1. The government and its officials and agents are accountable under the law;
2. The laws are clear, publicized, stable and fair, and protect fundamental rights,
including the security of persons and property;
3. The process by which the laws are enacted, administered and enforced is accessible, fair and efficient;
4. The laws are upheld, and access to justice is provided, by competent, independent, and ethical law enforcement officials, attorneys or representatives, and judges who are of sufficient number, have adequate resources, and reflect the makeup of the communities they serve.

A news release issued by the American Bar Association reports that participants of the multinational conference reported on their collaborative programs to strengthen the rule of law. In the session on human rights, Pakistani human rights activist Dr. Parvez Hassan stated, “The only thing worse than injustice, is tolerating injustice.” Hassan likened the situation Pakistan faced last year with the deposing of a large percentage of the country’s judges, to what would happen in the United States if seven of the nine U.S. Supreme Court justices were stripped of power.

Also speaking at the session on human rights was US Supreme Court Justice Ruth Bader Ginsburg.

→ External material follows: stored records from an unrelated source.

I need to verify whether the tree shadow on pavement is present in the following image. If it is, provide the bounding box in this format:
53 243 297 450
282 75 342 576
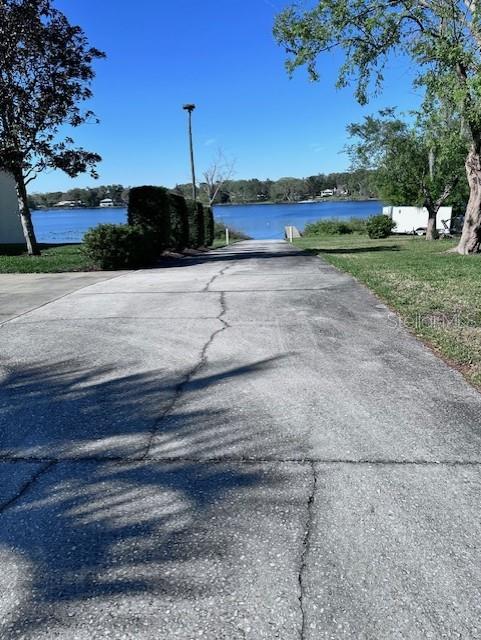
0 361 294 637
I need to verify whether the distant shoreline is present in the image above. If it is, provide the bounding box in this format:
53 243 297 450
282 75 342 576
32 204 127 213
213 197 381 207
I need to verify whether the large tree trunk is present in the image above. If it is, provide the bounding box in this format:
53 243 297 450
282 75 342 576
13 169 40 256
426 207 439 240
455 145 481 255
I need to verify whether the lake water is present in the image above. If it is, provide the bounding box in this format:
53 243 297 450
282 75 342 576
214 200 382 240
32 200 381 243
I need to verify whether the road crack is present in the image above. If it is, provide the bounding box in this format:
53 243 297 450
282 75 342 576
298 462 317 640
202 264 234 293
0 460 57 515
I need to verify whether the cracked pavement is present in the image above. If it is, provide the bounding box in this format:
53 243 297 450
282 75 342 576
0 241 481 640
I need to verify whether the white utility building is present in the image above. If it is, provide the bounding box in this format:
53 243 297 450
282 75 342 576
382 206 453 235
0 171 25 244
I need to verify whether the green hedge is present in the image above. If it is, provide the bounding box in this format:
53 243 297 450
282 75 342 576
128 186 171 251
187 201 205 249
169 193 189 251
83 224 158 270
204 207 214 247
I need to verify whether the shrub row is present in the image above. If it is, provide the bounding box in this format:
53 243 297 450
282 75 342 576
84 186 214 269
304 214 396 238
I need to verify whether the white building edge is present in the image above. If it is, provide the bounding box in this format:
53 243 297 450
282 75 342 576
0 171 25 244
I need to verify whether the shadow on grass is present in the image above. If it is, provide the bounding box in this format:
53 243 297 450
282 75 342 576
0 243 79 256
0 358 292 637
304 244 401 255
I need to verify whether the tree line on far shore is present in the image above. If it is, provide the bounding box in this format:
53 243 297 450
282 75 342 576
29 169 378 209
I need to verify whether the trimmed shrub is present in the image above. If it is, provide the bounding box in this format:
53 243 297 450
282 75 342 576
83 224 157 270
169 193 189 251
366 214 396 240
128 186 171 251
303 218 367 236
187 201 205 249
204 207 214 247
214 222 251 240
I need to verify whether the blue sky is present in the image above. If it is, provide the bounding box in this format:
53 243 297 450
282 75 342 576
31 0 419 191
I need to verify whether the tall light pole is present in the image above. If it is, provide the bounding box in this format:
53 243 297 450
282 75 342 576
182 104 197 202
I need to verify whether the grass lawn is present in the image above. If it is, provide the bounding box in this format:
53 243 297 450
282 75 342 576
0 239 237 273
0 244 92 273
295 234 481 386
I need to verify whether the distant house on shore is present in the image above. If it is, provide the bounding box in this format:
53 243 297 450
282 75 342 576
0 171 25 244
99 198 115 209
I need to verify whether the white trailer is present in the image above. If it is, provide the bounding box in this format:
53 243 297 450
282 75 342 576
0 171 25 244
382 207 453 236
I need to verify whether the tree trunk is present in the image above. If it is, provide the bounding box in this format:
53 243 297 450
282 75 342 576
455 145 481 255
13 169 40 256
426 207 439 240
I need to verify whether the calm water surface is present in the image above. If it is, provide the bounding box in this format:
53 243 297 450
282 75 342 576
32 200 381 243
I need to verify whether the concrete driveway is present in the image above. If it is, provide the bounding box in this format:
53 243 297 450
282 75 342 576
0 242 481 640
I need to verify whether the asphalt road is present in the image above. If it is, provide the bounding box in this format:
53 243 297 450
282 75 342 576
0 242 481 640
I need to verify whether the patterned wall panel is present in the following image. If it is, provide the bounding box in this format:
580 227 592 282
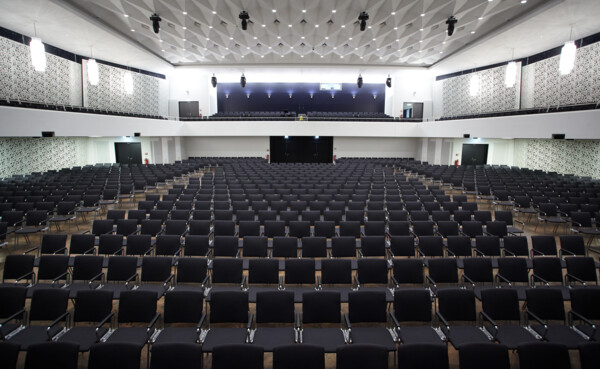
0 137 88 178
522 43 600 108
0 37 82 105
85 64 159 115
435 64 521 117
514 139 600 178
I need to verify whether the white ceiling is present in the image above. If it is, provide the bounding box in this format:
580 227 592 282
0 0 600 73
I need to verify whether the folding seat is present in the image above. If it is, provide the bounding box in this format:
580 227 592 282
494 210 525 235
517 342 571 369
9 288 69 351
475 236 500 257
152 291 204 344
531 236 558 258
101 256 139 299
200 290 251 350
273 344 325 369
565 256 598 287
258 210 277 225
339 221 361 238
314 221 335 238
212 340 264 369
188 220 212 236
437 289 490 350
331 236 357 258
526 288 585 349
263 220 286 238
213 220 237 236
25 342 79 369
426 258 458 294
502 236 529 256
338 291 396 348
458 343 510 369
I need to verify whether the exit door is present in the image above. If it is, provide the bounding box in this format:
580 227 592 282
115 142 142 164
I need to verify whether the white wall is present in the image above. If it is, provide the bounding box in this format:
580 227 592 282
333 137 417 158
181 136 269 158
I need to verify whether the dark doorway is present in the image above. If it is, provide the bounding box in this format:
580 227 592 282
461 144 488 165
270 136 333 163
115 142 142 164
179 101 200 120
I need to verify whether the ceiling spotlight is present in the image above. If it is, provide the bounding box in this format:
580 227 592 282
239 10 250 31
446 15 458 36
358 12 369 31
150 13 162 33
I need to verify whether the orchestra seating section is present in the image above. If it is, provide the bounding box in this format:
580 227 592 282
0 157 600 369
0 99 167 119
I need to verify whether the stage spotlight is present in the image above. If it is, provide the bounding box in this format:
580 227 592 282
358 12 369 31
446 15 458 36
240 10 250 31
150 13 162 33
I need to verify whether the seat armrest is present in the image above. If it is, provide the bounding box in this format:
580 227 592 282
46 311 71 341
95 311 114 341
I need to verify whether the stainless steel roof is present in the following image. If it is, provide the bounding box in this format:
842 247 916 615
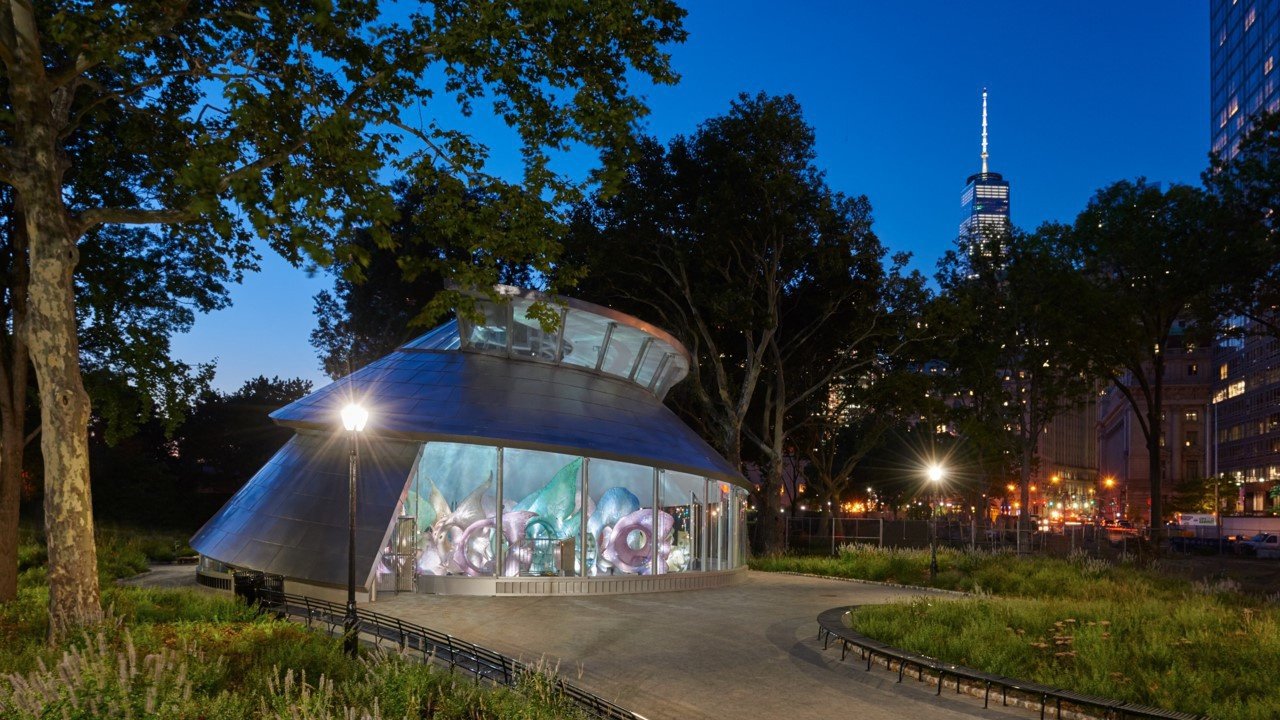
275 348 749 484
191 432 420 587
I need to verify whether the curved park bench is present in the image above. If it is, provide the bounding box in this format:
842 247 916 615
818 606 1207 720
256 588 644 720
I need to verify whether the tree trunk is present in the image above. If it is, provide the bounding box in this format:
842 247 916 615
1018 438 1034 552
26 204 102 637
0 197 29 602
0 407 23 602
758 457 795 553
1147 352 1165 553
19 180 102 638
8 3 102 630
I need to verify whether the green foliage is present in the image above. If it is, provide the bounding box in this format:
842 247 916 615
564 94 925 547
751 546 1280 720
0 528 591 720
175 375 311 497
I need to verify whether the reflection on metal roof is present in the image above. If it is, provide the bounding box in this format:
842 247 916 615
191 433 420 587
403 286 690 400
271 348 746 487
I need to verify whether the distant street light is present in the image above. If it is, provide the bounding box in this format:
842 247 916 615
925 464 946 583
342 404 369 657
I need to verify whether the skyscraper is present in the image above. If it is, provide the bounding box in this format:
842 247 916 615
960 87 1009 255
1208 0 1280 158
1210 0 1280 514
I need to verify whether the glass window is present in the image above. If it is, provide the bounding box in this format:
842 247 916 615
404 442 498 577
511 297 559 363
660 470 707 573
586 459 675 575
600 325 652 378
460 299 511 355
563 310 609 370
502 448 584 577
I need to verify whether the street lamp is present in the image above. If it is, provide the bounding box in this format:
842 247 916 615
342 402 369 657
925 464 946 583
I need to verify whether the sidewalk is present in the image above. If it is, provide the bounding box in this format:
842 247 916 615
375 573 1038 720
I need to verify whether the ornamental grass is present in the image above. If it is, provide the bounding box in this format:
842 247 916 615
751 546 1280 720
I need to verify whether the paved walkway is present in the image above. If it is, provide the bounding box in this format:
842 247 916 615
376 573 1039 720
124 565 1039 720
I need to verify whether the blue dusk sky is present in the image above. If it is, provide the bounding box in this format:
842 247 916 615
173 0 1210 391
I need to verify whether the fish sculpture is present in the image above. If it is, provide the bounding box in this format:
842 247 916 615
600 507 676 575
452 510 534 578
417 473 493 575
586 487 640 575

An ABA Journal article reports that an audience member challenged Judge Ginsburg saying that the United States no longer offers the world a model for commitment to the rule of law because of its anti-terrorist policies. Responding to concerns that US policies violated international conventions prohibiting indefinite detentions and inhumane treatment of detainees, Judge Ginsburg dismissed calls for accountability based on a revenge motive saying “Where do we go, what lessons can we learn from the past? The important thing is, what you can learn from the past and make sure it doesn’t happen again.”

Prosecutions of violations of law have traditionally served both the desire for retribution and the hope that they will deter future violations.